A Validity Study of the Short Portable Mental Status Questionnaire
Journal of the American Geriatrics Society
The short, portable mental status questionnaire (SPMSQ) developed by Pfeiffer has several advantages over previous short instruments designed to assess the intellectual functioning of older adults. It is based upon data from both institutionalized and community-dwelling elderly. Although Pfeiffer a four-group classification, he used to groups in his initial validation study: (a) intact/mildly impaired, and (b) moderately/severely impaired. The present study compared clinicians' ratings with those based upon the SPMSQ scores, and examined the validity of the four-group classification. The sample included 181 subjects from seven intermediate care facilities and nine home-care agencies. All were assessed by the OARS questionnaire, which includes the SPMSQ Three discriminant analyses were performed with three different criteria, for two-group, three-group, and four-group models. Results indicated that the two-group model (intact/mildly impaired and moderately/severely impaired) permitted significant discrimination. The four-group model, however, gave less distinct results. In particular, patients who were mildly intellectually impaired could not be clearly distinguished from those who were intact and from those who were moderately impaired.

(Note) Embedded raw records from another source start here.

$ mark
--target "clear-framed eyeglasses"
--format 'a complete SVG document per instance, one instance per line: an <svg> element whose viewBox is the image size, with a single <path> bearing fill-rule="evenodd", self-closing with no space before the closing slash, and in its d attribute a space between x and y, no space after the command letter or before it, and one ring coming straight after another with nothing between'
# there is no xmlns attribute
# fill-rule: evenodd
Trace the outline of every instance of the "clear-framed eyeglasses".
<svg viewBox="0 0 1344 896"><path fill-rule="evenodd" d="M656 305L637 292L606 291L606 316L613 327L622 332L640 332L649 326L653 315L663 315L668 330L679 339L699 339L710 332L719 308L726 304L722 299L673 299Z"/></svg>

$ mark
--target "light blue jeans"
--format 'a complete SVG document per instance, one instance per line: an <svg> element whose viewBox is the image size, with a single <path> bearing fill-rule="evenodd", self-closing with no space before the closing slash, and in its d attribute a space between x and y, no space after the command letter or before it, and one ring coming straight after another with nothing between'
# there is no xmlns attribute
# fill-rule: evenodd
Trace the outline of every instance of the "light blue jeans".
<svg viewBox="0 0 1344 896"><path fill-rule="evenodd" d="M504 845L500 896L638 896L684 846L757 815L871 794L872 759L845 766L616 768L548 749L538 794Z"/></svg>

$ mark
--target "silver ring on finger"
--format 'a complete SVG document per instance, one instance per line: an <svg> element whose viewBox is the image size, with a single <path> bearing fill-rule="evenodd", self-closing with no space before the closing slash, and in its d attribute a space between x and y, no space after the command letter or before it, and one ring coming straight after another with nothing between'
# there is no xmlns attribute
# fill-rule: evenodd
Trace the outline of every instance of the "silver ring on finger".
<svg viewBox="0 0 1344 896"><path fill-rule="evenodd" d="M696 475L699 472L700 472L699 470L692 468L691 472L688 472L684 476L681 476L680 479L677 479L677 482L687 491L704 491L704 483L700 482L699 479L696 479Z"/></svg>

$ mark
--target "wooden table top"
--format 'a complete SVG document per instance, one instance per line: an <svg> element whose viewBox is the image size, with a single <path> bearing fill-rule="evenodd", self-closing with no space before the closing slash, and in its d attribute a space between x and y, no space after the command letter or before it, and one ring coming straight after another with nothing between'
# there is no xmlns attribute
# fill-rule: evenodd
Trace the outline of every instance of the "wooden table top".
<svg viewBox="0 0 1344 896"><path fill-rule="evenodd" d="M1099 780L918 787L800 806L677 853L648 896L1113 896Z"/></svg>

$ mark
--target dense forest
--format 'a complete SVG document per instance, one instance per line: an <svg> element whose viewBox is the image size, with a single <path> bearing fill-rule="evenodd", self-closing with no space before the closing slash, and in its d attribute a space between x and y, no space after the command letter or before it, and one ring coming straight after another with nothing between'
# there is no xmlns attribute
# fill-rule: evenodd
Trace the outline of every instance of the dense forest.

The three-group model (minimally, moderately, severely impaired) seemed to offer the best compromise between the gross dichotomy of the original two-model system and the less accurate four category system.
Smyer, Michael A.; Hofland, Brian F.; and Jonas, Edward A.. "A Validity Study of the Short Portable Mental Status Questionnaire." Journal of the American Geriatrics Society XXVII, no. 6 (1979) : 263-269.